Over 800,000 student-loan borrowers to start seeing their debt canceled, Biden admin says

 Borrowers eligible for this debt relief have been paying their loans for at least 20 years

Hundreds of thousands of borrowers who have been paying their student loans for more than 20 years are starting to have their remaining balances canceled, the Biden administration announced Monday.

In July, officials said they would cancel $39 billion in student debt for more than 800,000 borrowers who had been paying on their loans for at least 20 or 25 years. On Monday, the government began discharging eligible borrowers' debt. Borrowers who qualify for the relief will receive emails from their servicers and the Department of Education expects all eligible loans to be canceled over the coming weeks, the agency said Monday.

The debt discharges are an effort by the Biden administration to correct for challenges borrowers faced accessing the benefits of income-driven repayment plans over the past several years. Under these plans, borrowers pay their debt as a percentage of their income for 20 or 25 years depending on the plan and then have their remaining loans canceled.

But there was evidence that millions of borrowers who had been paying on their debt for at least 20 years were still paying despite the existence of these plans. Consumer advocates and some regulators pointed to student-loan servicers steering borrowers towards forbearance -- a status that pauses payments, but where interest still accrues and where borrowers don't build credit towards forgiveness -- to explain borrowers' challenges accessing forgiveness under these plans. Advocates and regulators alleged servicers did this because that it was quicker and less costly to put a borrower into forbearance than to take the time to enroll them in income-driven repayment.

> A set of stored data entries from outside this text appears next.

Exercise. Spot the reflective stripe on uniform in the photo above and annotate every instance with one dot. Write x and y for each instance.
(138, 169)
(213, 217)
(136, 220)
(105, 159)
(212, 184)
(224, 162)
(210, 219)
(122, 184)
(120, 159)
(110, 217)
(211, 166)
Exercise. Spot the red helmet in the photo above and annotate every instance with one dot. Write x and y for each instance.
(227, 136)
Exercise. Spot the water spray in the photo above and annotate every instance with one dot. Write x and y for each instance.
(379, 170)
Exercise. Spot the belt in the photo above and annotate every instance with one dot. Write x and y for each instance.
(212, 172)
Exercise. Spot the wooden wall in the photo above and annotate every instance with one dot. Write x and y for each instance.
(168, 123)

Last year, the Biden administration said it would review borrowers' payment history and see whether there were periods they should have been building credit towards debt relief under income-driven repayment, but where that progress wasn't accurately counted. Borrowers who are starting to see their debt canceled this week are those who the Department of Education determined have at least 20 years of qualifying payments.

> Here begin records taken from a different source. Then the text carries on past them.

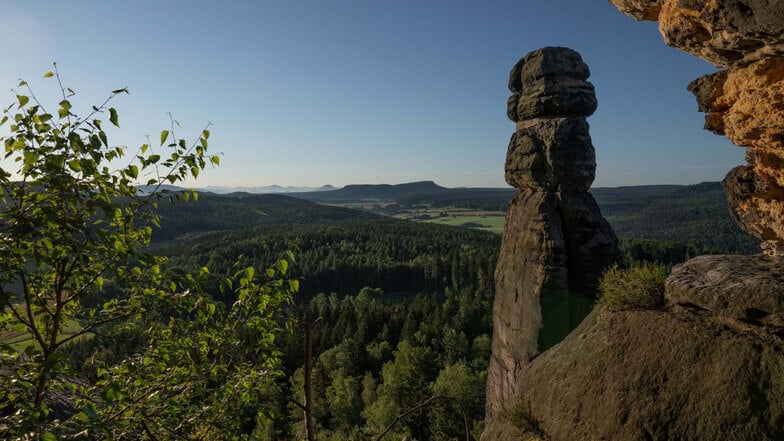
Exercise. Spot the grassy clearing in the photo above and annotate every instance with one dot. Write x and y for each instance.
(494, 223)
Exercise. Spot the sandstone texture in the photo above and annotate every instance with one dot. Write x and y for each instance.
(709, 365)
(744, 102)
(555, 239)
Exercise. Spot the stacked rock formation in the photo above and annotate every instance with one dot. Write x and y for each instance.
(745, 101)
(555, 239)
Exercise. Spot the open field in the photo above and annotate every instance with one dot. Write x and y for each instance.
(494, 223)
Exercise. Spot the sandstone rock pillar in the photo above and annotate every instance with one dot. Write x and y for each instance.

"When I came into office, hundreds of thousands of borrowers weren't accurately getting credit for student loan payments that should have delivered them forgiveness," President Joe Biden said in a statement Monday. "I was determined to right this wrong."

Earlier this month, the Cato Institute and the Mackinac Center for Public Policy, two conservative think tanks, sued the Biden administration over the plan and asked the court to temporarily block officials from canceling the debt while the case wound its way through the legal system. On Monday, a George W. Bush-appointed federal judge in Michigan dismissed the suit and the request to stop the policy, in part because he said the plaintiffs lacked standing, or the right to sue.

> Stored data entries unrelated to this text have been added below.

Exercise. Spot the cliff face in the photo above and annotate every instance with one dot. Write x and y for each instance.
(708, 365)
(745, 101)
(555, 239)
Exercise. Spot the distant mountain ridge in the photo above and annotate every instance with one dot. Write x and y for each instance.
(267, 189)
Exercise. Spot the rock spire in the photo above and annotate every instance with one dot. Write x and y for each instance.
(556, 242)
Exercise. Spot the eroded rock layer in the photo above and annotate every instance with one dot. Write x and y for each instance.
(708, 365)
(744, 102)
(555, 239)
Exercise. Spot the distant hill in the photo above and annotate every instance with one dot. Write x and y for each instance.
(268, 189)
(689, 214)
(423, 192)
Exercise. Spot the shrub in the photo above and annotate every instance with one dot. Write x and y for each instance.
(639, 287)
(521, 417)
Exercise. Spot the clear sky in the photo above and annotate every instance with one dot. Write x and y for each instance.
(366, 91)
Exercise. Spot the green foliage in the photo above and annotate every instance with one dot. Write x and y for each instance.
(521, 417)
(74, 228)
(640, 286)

The debt cancellation that's beginning this week for borrowers who have been paying for at least 20 years is different from the mass student loan forgiveness that's grabbed headlines for months. Earlier this summer, the Supreme Court struck down the Biden administration's plan to cancel up to $20,000 for a wide swath of borrowers. That policy would have discharged debt for borrowers regardless of how long they'd been paying on their student loans.

Hours after the court knocked down the plan, Biden said he would take another stab at debt forgiveness. That "plan B" is currently in progress and borrowers likely won't know if it will be successful for at least several months.

"We will continue to pursue an alternative path to deliver student-debt relief to as many borrowers as possible as quickly as possible," Biden said in the statement Monday. "We will use every tool at our disposal to get student loan borrowers the relief they need to reach their dreams."

Officials have been facing pressure from student-loan borrower advocates to move swiftly to cancel borrowers' debt. That's in large part because student-loan payments are scheduled to resume this fall after a more than three-year pause and advocates expect that without some debt relief, the end of the freeze will pose a financial and logistical headache for borrowers.

Interest will begin accruing again on student loans September 1 and borrowers will be expected to pay their first bill some time in October.